Agentic Design System

A design system built for two audiences: humans and AI agents. Tokens an agent can parse, components with documented intent, and rules coding tools actually respect.

What it is

An agentic design system is a design system that AI tools can actually use. The components and tokens are the same; what changes is how the knowledge is structured. Tokens are machine-parseable, components document intent (when to use this, never that), and the rules live in files that agents like Claude Code, Cursor, and Codex load and respect.

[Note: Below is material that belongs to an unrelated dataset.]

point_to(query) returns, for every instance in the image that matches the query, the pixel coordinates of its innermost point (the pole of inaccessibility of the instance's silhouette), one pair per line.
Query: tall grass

A traditional design system was built for two audiences: designers and engineers. An agentic one adds a third audience, agents, and accepts that this audience cannot fill in gaps, read between the lines, or ask a teammate.

Why this matters for designers

When AI generates UI against a system it cannot read, it hallucinates: components that do not exist, invented token names, mixed variants. The output looks plausible and ships broken. The fix is not a better prompt; it is a system the agent can read. Teams that structure their systems this way get AI output that survives contact with their codebase.

How it works in practice

  1. Tokens exist in a format agents can parse (JSON, not screenshots of a Figma page).
  2. Components ship with intent documentation, not just prop tables.
  3. Rules live in context files (CLAUDE.md, skills, local markdown) that load on demand.
  4. Agents earn authority gradually, through trust levels, starting read-only.